West Virginia mayor: Opioid crisis is 'eroding the foundation' of the US

Huntington, W.Va., Mayor Steve Williams (D) stressed the urgency surrounding the nationwide opioid crisis in an interview that aired on Thursday, saying it is "eroding the foundation" of the U.S. 

"We have to have a strong program to be able to place people into treatment so that we can heal. This is the greatest single health — existential health crisis in the nation," Williams told Hill.TV's Buck Sexton and Krystal Ball on "Rising." 
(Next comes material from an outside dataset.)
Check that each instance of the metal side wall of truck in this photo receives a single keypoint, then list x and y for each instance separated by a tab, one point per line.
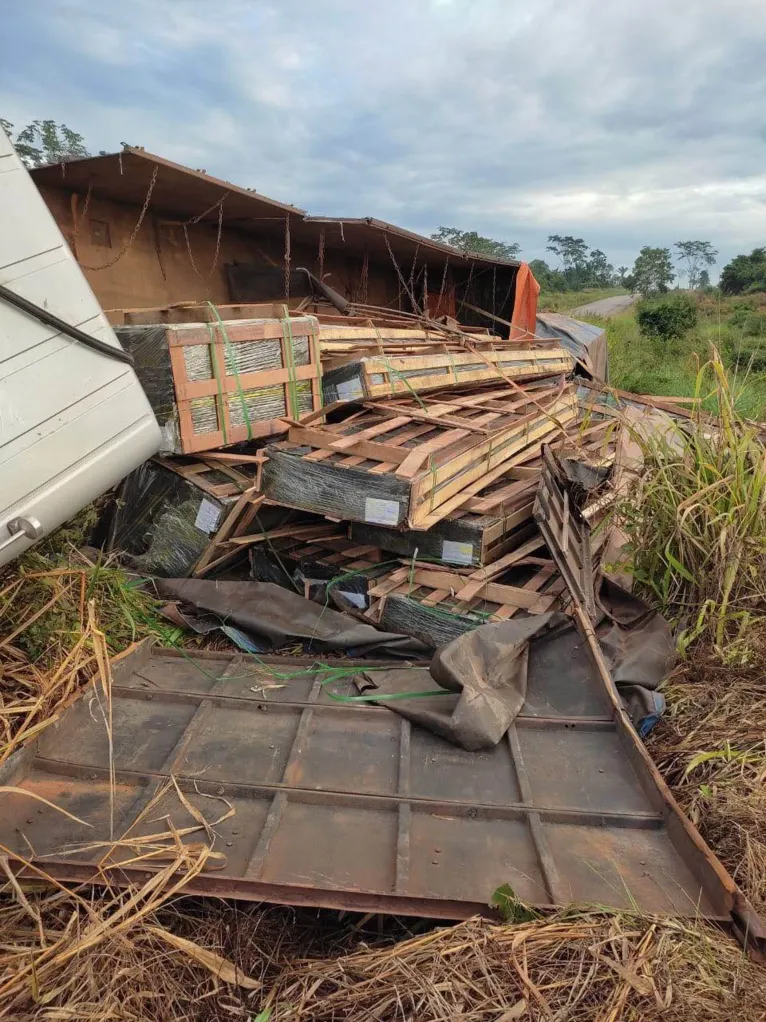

"As much as we're concerned about terrorism, this is eroding the foundation of our nation. We've lost two generations, and God forbid, if we don't get this fixed, we're going to continue to lose our families, and lose our children," he continued. 
Huntington has been hit hard by the opioid crisis, with 40 million pills being distributed from 2007 to 2012 to the county surrounding the city, even though Cabell County has a population of only 96,000 people.  
Williams said there are only roughly 100 treatment beds in the county, and there were 100 overdoses in the county this month. 
"That's a major, major problem," the mayor said. "If somebody comes in and says 'I want treatment,' they shouldn't have to wait six months, six weeks or six days. Within six hours, we should be able to place them. That's an issue in West Virginia and in every state in the country."  
Williams has received praise for his work aiming to improve the response to drug overdoses, which he said are down in the area by 41 percent. 
"We're not about to say we're waving the mission accomplished flag by any means, but we're pleased that we're seeing there is a trend in this direction, and it's something that is an affirmation that we are doing all of the right things," Williams said.